The predicted revenue increase follows an estimated 8% gain in fiscal year 2024.
“While established businesses' geographic growth into Tier-II and Tier-III cities will drive higher patient volumes, increased demand for comprehensive preventive health packages will result in higher realization per patient,” the agency added.
Speaking on the reasons for companies expanding into smaller cities, Poonam Upadhyay, Director, CRISIL Ratings, stated that existing diagnostic players are seeing stagnant growth opportunities for routine tests (which account for 55% of revenues) in metros and urban centers due to stiff competition from e-pharmacies and hospital chain labs.
"As a result, they want to expand into underserved Tier II, III, and IV cities and grow their customer base to drive volumes. "The increased number of collection centers at these locations will also result in better utilization of existing test labs," she said.
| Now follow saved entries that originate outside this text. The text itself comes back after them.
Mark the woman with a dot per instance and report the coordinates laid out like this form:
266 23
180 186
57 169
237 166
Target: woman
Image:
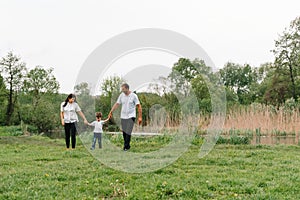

Crisil's forecast also implies that diagnostic firms would be able to maintain stable operating margins in fiscal year 2025, thanks to a rise in premium wellness packages that include preventive health checks.
Following the Covid-19 outbreak, companies increased their emphasis on health awareness, which boosted preventive health examinations.
Diagnostic firms have packaged multiple tests into personalized wellness packages targeted to different genders, age groups, and consumer profiles to make preventive health checks easier.
"This has allowed them to charge a premium, resulting in an increase in spend per patient. Notably, the share of this category is predicted to increase to between 22 and 23 percent in fiscal year 2025, up from 18 to 20 percent in fiscal year 2024," the agency noted.
Addressing the increased share of higher margin health packages, the agency stated that such packages are likely to contribute for approximately one-fourth of total revenues in this fiscal year, guaranteeing that operating margins stay stable at 24 to 25% despite ongoing brand promotional investment.
"With internal accruals sustaining at healthy levels and capital expenditure (capex) spend remaining modest, reliance on external debt will be low, ensuring that balance sheets remain strong and support credit profiles of diagnostic players," according to the report.
Crisil's analysis includes ten diagnostics companies in its sample set, five of which are pan-India players such as Dr Lal PathLabs, Metropolis Healthcare, Agilus Diagnostics, Thyrocare Technologies, and Vijaya Diagnostic Centre.